Examination of the heart tissue confirmed that isochoric supercooling had not altered the structural integrity of the heart tissue, nor did it significantly affect the beat rate or beat waveform. The study noted that there was a slight upward trend in the duration of the heartbeat with longer supercooling periods, but the physiological impact of that change was not clear.
They found that spontaneous beating resumed for 65% to 80% of the human heart muscle chips that had been supercooled for up to three days. Moreover, they found no significant difference resulting from the duration of supercooled preservation.
“We consider these percentages relatively high for preservation recovery results, especially considering the intrinsic variability in these heart-on-a-chip platforms and the fact that no cryoprotectants were used,” said Powell-Palm.
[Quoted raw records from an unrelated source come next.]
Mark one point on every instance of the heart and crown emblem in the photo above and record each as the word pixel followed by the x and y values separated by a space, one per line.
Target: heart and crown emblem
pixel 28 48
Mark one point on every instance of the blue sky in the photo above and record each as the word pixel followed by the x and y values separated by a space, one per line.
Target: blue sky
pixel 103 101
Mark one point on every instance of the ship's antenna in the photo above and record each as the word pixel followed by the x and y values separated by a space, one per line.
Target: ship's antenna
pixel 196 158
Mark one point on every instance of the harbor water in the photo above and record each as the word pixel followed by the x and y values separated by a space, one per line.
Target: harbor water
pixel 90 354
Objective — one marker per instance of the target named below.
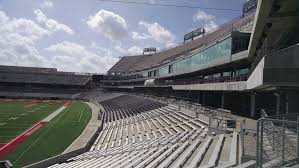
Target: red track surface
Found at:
(1, 145)
(12, 146)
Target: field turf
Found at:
(53, 138)
(16, 117)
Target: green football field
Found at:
(16, 117)
(50, 140)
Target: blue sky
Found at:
(91, 35)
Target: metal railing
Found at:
(277, 140)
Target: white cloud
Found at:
(46, 4)
(19, 46)
(108, 24)
(17, 42)
(211, 25)
(140, 36)
(134, 50)
(51, 24)
(158, 33)
(202, 16)
(208, 21)
(70, 56)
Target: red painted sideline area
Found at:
(68, 103)
(12, 146)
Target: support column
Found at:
(203, 98)
(292, 102)
(223, 100)
(252, 105)
(278, 105)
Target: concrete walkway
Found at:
(90, 129)
(250, 124)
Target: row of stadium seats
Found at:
(126, 105)
(161, 137)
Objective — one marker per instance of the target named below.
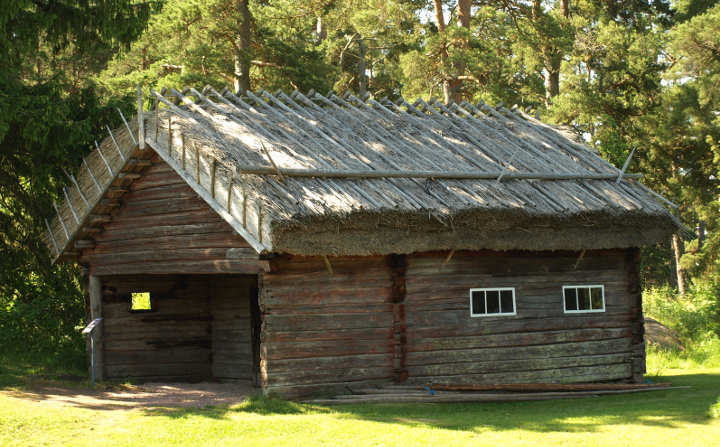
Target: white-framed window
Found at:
(494, 301)
(584, 298)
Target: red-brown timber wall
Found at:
(321, 331)
(408, 318)
(539, 344)
(163, 227)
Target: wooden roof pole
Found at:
(141, 121)
(117, 146)
(92, 176)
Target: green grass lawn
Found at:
(686, 417)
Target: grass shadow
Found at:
(667, 408)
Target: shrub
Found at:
(695, 316)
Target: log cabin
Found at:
(306, 243)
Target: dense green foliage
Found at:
(49, 114)
(626, 75)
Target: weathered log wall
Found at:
(174, 340)
(408, 318)
(161, 226)
(232, 356)
(539, 344)
(198, 328)
(322, 330)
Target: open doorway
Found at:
(181, 327)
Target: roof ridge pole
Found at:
(625, 166)
(72, 208)
(62, 222)
(112, 174)
(74, 180)
(141, 121)
(127, 126)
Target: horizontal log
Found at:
(577, 374)
(591, 347)
(159, 370)
(169, 355)
(449, 397)
(308, 365)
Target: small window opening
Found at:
(140, 301)
(491, 302)
(584, 298)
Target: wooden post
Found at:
(117, 146)
(169, 135)
(92, 176)
(127, 126)
(244, 207)
(634, 294)
(213, 168)
(95, 292)
(141, 121)
(197, 165)
(398, 268)
(182, 142)
(112, 174)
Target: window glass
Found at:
(507, 305)
(583, 298)
(492, 301)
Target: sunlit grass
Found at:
(682, 417)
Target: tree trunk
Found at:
(552, 80)
(440, 17)
(463, 21)
(242, 47)
(701, 234)
(320, 32)
(677, 245)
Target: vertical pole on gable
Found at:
(141, 121)
(95, 292)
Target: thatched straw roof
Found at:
(328, 175)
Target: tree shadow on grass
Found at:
(666, 409)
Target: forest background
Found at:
(626, 75)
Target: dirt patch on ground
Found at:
(148, 395)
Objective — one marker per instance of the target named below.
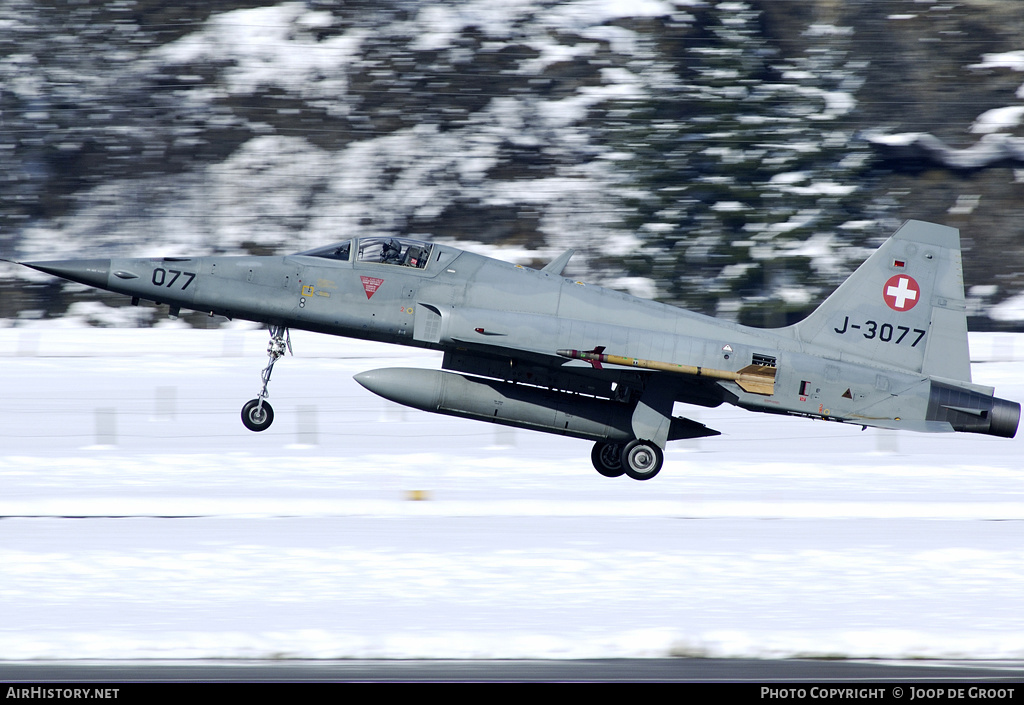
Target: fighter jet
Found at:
(532, 348)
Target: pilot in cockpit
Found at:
(391, 252)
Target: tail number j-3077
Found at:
(885, 332)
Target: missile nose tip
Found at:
(90, 272)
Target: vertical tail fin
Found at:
(903, 307)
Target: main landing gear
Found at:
(257, 414)
(637, 459)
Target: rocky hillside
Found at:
(737, 158)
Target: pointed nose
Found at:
(92, 272)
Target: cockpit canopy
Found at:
(400, 251)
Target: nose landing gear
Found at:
(257, 414)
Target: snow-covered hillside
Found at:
(709, 153)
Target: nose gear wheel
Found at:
(257, 414)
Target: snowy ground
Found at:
(142, 521)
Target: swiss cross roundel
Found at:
(901, 292)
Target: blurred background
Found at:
(736, 158)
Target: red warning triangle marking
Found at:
(371, 284)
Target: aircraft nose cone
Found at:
(91, 272)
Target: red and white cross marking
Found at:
(901, 292)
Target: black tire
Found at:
(257, 418)
(642, 459)
(607, 459)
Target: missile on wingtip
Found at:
(755, 379)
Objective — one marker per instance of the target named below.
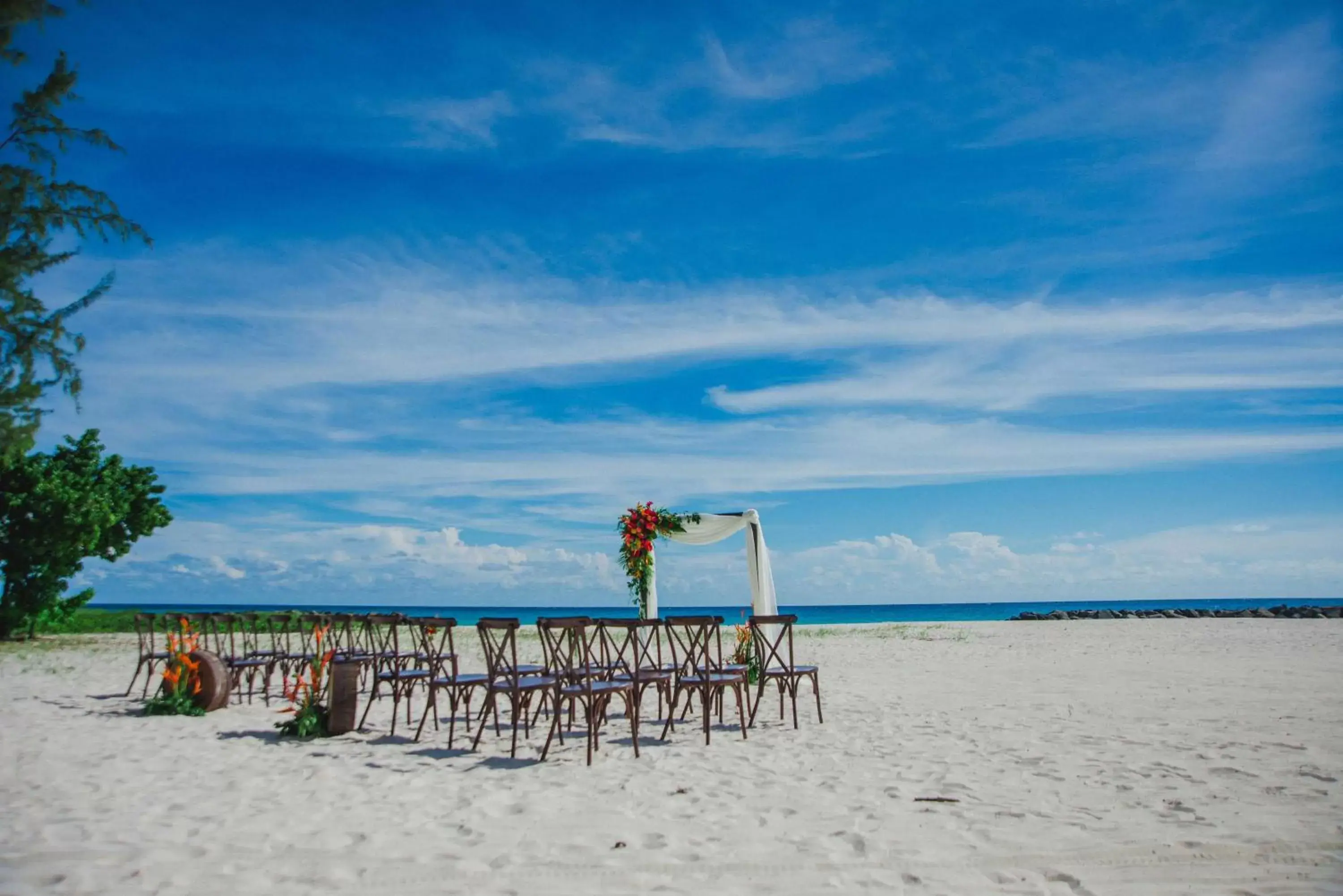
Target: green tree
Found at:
(37, 350)
(58, 510)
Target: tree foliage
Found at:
(58, 510)
(37, 348)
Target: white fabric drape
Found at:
(715, 527)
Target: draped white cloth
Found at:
(715, 527)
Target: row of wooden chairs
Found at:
(586, 666)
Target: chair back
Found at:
(630, 645)
(695, 644)
(569, 647)
(147, 635)
(436, 640)
(390, 645)
(280, 632)
(771, 637)
(308, 625)
(499, 643)
(253, 636)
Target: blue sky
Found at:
(973, 303)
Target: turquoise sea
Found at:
(809, 614)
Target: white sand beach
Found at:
(1088, 758)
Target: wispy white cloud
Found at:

The researchers also found that after emerging from cryopreservation, the heart tissue remained responsive to isoproterenol, a medication that results in an increased heart rate.
The researchers emphasized that further work is needed to scale up these results to full organs.
“The technology used to cool the tissue is sound and robust, but we now need to develop techniques to warm things up consistently,” said Healy. “That was easier with the mini heart muscles we used for this study. Working on whole organs will require more work.”
Other study authors from Healy’s Biomaterials and Tissue Engineering Laboratory are co-first author Verena Charwat, a postdoctoral researcher; Berenice Charrez, who recently earned her Ph.D. in bioengineering; and researcher Brian Siemons.